Lily works as a cleaner. She moves through houses in inner-city Melbourne, unseen, scrubbing away the daily residue of other people’s privilege. Her partner Janks works the line in a local food factory. With every pay cheque they inch further away from their former world of poverty and addiction.
Lily and Janks are determined that their daughter Jewelee will have a different life. She’ll have a career, not a dead-end job. She’ll have savings, not debt. But precarious lives are easily upended. One wrong move throws the family into a situation in which the lines between right and wrong, hope and disappointment, are blurred.
Other Houses is a masterful and tender story about people who live from payday to payday. Acutely observed and lyrical, Paddy O’Reilly’s novel paints a haunting picture of class, aspiration and the boundaries we will cross for love.
Paddy O’Reilly is an award-winning Australian author of novels and short stories including The Fine Colour of Rust and The Wonders. Her latest novel, Other Houses is an impressive read which takes you right into the heart of inner-city Melbourne, locations which will be familiar to many readers. It’s a beautifully local story, in which Lily and Janks struggle to make ends meet for their daughter Jewelee, and struggle to hold their relationship together.

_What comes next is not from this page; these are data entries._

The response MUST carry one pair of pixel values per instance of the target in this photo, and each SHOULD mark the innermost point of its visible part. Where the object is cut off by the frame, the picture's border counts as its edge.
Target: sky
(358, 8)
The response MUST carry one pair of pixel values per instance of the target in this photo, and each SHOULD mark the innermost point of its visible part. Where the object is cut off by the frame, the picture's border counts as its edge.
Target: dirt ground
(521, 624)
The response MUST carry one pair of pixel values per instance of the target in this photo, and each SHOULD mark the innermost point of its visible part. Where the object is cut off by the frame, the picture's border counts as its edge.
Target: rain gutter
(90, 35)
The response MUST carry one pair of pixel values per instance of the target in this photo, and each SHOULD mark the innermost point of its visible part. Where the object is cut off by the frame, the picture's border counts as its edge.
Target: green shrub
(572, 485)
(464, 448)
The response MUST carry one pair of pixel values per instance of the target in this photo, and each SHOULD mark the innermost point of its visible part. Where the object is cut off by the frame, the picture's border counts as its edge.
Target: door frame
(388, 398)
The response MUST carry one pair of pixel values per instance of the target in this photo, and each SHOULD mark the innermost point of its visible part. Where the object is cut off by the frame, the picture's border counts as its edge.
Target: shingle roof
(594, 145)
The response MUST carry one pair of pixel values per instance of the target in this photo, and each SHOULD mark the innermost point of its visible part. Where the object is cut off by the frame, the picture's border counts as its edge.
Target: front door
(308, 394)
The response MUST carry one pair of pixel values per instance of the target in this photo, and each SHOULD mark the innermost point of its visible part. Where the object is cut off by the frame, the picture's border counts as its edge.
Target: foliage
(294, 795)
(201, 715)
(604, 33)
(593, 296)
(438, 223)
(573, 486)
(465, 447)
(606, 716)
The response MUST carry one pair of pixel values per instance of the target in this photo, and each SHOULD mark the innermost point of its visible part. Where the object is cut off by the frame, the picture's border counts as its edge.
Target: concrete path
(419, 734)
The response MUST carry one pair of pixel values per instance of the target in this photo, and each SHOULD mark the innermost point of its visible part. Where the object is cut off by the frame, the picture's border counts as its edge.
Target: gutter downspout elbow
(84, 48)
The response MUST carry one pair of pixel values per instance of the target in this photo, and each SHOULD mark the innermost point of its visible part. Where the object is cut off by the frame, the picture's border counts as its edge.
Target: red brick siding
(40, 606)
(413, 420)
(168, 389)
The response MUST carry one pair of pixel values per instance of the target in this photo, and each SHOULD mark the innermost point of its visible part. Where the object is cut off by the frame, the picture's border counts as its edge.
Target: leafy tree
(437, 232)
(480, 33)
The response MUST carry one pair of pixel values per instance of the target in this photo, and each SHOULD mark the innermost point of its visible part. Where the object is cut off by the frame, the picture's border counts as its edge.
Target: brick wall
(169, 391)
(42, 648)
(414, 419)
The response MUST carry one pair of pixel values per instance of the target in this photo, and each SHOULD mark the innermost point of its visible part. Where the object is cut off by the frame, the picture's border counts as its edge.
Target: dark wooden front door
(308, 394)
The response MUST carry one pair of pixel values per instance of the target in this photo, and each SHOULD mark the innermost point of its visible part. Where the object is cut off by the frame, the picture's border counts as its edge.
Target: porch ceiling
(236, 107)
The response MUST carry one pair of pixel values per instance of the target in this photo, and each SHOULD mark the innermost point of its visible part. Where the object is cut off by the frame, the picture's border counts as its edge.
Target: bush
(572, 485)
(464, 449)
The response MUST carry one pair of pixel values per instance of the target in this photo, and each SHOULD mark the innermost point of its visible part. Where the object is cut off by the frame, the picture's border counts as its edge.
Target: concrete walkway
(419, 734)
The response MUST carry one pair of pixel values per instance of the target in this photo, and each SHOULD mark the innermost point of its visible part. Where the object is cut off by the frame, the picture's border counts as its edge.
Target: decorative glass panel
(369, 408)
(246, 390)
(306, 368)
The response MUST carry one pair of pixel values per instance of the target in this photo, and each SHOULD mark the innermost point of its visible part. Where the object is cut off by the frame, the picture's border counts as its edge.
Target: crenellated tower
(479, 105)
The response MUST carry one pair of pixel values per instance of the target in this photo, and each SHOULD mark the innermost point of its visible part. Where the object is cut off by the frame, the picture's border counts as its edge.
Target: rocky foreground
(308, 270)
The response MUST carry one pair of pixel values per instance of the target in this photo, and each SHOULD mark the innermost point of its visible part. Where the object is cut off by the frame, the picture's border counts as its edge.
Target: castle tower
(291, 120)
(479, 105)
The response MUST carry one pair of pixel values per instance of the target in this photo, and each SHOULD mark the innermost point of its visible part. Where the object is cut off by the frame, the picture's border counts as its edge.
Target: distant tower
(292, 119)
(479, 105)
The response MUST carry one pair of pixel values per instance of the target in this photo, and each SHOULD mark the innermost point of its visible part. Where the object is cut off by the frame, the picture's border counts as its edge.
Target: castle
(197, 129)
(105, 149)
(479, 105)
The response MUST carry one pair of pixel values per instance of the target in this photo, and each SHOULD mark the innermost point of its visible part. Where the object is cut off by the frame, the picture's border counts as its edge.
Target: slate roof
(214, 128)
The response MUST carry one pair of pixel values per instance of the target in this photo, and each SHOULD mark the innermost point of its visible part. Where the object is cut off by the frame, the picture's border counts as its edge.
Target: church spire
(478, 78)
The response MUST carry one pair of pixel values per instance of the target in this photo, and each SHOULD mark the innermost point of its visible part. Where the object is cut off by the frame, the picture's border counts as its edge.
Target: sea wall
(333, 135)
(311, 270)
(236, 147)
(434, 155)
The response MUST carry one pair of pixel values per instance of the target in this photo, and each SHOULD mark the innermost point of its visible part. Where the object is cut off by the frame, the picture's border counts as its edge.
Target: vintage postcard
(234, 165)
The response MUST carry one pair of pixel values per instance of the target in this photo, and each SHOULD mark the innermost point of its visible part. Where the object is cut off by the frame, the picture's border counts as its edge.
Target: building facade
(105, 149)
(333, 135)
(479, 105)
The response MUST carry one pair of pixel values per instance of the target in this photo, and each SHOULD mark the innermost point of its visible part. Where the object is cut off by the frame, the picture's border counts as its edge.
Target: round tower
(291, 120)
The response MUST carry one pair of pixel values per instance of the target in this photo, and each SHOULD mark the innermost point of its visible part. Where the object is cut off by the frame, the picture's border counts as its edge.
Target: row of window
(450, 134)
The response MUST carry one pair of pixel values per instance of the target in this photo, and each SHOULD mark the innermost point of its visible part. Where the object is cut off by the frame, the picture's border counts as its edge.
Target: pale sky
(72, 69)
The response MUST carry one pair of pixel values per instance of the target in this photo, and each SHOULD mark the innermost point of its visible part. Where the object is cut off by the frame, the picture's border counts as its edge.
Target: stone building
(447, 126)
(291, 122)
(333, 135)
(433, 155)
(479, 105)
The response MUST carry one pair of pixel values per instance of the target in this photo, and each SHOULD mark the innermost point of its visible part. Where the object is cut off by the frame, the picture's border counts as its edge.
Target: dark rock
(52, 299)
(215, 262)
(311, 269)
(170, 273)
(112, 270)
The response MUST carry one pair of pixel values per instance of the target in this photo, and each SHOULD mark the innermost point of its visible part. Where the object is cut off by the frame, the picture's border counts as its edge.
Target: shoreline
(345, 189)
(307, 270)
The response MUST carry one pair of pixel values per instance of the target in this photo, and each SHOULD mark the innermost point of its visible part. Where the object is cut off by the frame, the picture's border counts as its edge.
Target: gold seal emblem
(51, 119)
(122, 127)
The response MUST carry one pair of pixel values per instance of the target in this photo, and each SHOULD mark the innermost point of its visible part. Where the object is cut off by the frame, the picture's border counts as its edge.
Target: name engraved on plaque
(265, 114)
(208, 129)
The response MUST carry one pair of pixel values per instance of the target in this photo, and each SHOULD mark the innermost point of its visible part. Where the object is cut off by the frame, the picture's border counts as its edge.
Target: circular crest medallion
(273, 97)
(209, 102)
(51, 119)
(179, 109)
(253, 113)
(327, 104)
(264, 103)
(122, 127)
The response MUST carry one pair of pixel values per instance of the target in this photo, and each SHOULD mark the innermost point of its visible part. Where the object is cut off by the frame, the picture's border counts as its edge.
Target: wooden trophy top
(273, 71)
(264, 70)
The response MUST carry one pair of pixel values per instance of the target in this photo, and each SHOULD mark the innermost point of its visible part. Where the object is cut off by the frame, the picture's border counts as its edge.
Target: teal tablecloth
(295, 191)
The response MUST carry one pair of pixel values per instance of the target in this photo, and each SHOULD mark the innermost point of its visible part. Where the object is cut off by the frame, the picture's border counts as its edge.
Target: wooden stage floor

Told from Lily and Janks’ alternating perspectives, Lily takes us into the houses she cleans across Melbourne, from the McMansions in the suburbs to the homes of the wealthiest people who will never trust the cleaner. Lily’s insight into their homes, lives and more makes for fascinating reading. O’Reilly deftly touches on relevant themes of class and economic divides.
O’Reilly’s style is wonderfully sparse – this is another novel that forgoes quotation marks. The narration and dialogue are both amusing and touching, with a small but charming cast of characters. I highly recommend this novel to anyone who enjoys interesting local stories that vividly paint characters and settings.